In The Storyteller, I weave scenes from Getty’s film with those images and narratives to which it’s indebted - the plasticity of 1980s movie monsters, the terror of the inanimate-made-animate. I am also, however briefly, integrating altered images from All the Money in the World, Ridley Scott’s controversial account of the Getty kidnapping, as an acknowledgement of two things, the family legacy that Andrew Getty came up through, and the theme of cinematic puppetry, from Kevin Spacey’s ‘monster makeup’ to his erasure from the film, exiting just as he’d entered it in the trailer, his shaky approach through the deep black of a shifting mask. Later in the video, I argue that characters are puppets for actors, directors, writers; these images are a reminder of the malleability of cinema in a contemporary age of digital—and readily substitutable—puppetry.

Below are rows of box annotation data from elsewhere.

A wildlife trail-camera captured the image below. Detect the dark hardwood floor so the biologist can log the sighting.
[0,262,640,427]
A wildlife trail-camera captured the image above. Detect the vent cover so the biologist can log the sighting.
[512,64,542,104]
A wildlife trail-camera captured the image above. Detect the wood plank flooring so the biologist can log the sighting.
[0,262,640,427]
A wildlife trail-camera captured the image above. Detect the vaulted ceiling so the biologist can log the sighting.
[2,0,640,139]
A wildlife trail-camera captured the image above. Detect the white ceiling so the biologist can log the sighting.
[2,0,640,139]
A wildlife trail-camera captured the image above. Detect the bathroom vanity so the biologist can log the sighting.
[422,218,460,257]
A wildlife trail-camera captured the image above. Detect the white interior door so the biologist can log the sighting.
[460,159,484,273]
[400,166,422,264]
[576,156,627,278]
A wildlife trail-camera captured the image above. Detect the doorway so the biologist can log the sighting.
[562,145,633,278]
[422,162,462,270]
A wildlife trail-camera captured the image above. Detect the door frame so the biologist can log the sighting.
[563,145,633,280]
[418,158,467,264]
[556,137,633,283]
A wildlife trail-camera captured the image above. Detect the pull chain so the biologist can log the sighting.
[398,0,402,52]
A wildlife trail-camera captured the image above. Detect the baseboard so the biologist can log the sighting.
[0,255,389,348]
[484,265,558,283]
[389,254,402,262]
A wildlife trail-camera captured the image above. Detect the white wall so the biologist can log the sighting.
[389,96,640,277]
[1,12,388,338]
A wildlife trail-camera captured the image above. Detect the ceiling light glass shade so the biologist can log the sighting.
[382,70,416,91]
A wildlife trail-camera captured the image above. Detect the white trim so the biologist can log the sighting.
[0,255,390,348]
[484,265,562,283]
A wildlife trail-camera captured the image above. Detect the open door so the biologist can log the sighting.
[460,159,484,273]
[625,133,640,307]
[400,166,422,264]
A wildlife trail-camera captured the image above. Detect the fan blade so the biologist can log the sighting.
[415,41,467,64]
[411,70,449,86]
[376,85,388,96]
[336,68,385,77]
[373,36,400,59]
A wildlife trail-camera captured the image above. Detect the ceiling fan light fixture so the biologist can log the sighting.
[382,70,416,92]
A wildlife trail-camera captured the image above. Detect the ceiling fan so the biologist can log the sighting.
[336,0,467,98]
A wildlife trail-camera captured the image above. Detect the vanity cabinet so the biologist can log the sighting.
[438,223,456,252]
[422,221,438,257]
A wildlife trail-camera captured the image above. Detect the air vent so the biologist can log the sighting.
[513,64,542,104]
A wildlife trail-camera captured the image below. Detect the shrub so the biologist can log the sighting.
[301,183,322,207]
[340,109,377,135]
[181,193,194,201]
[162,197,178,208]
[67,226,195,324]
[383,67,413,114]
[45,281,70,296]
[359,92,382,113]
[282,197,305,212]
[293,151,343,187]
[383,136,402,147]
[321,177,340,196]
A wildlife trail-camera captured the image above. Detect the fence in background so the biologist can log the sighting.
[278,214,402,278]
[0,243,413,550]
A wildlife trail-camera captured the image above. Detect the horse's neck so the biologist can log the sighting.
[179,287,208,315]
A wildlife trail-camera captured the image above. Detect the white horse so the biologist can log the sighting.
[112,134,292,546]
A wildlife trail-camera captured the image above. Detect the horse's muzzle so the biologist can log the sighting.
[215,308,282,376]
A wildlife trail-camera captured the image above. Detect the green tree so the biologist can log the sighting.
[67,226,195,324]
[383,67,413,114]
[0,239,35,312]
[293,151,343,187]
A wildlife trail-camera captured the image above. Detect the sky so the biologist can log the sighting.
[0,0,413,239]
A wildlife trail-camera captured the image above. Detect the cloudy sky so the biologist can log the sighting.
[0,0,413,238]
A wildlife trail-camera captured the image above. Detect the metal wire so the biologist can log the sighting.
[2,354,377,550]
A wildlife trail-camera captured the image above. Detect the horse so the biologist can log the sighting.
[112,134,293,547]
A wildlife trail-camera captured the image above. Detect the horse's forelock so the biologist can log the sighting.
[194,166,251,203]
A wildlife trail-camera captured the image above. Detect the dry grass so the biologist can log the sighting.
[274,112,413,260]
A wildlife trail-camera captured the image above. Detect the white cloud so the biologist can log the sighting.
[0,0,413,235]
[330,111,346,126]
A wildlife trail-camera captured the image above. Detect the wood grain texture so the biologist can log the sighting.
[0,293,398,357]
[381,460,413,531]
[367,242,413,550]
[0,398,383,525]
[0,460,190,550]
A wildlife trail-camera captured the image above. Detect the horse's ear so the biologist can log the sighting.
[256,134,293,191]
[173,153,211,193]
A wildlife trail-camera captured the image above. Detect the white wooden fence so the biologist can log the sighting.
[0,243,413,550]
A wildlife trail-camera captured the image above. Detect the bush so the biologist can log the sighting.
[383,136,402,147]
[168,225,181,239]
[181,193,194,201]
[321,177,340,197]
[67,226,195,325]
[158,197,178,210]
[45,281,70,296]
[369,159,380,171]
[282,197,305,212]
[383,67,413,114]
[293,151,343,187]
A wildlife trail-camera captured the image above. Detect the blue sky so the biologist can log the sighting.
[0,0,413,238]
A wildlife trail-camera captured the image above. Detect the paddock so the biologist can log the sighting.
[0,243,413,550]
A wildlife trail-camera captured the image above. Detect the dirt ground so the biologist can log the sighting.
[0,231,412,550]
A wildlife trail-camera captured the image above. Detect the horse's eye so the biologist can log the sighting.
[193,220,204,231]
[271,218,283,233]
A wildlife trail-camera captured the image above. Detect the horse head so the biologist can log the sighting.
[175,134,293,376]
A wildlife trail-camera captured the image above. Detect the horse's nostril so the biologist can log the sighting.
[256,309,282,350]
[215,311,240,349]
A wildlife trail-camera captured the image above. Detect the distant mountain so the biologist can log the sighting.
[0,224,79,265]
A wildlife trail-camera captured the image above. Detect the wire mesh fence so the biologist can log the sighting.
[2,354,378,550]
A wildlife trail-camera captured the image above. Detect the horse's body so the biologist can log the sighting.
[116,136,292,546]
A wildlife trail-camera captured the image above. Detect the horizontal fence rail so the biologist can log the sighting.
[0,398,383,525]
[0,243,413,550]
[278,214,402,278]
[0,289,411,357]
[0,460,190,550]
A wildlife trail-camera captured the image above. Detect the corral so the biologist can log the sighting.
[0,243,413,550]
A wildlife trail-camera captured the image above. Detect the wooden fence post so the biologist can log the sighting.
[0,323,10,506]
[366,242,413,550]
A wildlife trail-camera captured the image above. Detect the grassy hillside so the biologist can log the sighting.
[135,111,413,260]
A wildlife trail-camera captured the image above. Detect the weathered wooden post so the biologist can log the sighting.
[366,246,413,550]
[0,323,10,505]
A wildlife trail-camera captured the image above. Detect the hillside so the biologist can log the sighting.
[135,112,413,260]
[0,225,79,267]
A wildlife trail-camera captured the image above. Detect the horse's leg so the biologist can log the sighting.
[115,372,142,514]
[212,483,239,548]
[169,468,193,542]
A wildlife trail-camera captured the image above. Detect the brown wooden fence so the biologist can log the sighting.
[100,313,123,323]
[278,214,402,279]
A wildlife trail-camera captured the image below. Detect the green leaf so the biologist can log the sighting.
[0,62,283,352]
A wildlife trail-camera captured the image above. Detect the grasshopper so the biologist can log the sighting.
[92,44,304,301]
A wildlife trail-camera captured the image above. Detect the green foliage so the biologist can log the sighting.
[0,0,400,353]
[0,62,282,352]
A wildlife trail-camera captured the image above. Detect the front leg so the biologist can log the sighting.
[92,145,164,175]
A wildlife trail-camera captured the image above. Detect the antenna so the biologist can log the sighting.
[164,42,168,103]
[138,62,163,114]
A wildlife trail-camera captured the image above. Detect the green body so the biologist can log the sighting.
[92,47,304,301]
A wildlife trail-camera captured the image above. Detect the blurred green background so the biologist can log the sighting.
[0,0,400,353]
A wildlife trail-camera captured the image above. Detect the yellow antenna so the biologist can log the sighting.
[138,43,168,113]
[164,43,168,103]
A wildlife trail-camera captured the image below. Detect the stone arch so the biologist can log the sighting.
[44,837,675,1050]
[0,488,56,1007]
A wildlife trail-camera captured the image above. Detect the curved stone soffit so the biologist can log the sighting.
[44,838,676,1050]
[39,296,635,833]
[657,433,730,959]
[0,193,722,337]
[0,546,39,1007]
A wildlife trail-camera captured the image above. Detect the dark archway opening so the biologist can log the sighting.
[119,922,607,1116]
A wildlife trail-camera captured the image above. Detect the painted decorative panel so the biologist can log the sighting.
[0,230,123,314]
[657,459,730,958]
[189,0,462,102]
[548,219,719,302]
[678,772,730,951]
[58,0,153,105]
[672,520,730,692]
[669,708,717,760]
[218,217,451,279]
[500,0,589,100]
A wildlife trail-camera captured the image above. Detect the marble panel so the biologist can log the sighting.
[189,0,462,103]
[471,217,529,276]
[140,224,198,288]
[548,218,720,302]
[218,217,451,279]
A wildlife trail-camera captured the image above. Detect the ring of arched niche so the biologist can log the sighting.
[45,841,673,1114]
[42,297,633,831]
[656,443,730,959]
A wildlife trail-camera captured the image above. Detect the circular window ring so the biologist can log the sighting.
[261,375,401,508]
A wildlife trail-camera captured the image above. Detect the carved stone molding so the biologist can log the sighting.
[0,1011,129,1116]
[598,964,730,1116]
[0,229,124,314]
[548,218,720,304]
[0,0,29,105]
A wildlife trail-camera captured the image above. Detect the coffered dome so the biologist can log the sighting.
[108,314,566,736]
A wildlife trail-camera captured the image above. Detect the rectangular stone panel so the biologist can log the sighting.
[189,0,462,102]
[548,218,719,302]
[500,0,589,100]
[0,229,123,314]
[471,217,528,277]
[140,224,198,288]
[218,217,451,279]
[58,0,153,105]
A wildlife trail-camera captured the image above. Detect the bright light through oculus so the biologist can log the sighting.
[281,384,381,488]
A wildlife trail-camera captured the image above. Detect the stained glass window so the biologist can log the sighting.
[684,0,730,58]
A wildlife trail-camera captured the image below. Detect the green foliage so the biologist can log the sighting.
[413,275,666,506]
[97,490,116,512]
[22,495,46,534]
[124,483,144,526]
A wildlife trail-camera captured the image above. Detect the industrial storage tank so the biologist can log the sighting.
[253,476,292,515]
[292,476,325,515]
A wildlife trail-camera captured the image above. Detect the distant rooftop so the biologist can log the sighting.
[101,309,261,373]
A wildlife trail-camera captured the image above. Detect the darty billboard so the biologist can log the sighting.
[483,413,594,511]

The Evil Within is a posthumous film, and its maker made no other films. To pose an argument around its authorship is a challenge. It is, like Franz Kafka’s Amerika, a work that must be accepted in its suspension, as close to complete as it may be. In this case, the film’s incompleteness might be looked upon as a strength, its meanings more open than closed, its psychology and subtext richer for having not been subject to further refinement and deliberation. But its strangeness has little to do with it being ‘left in state’, and is more a sign of the author’s debts to an ‘American weird’ cinema typified by David Lynch. The film’s abundance of strange imagery, especially in its mythic prologue, suggest that Getty might have imagined something akin to ‘universe building,’ developing a surreal atmosphere to be perpetuated in further works, the first entry in a Storyteller’s anthology. Andrew Getty’s story is ultimately one of obsessive, uncompromising devotion. For my part, in exploring Getty’s authorship with this video, I have elected to follow the path of Stan Brakhage, whose Film Biographies mix fact and fantasy and presumption in the pursuit of the greater truths of art.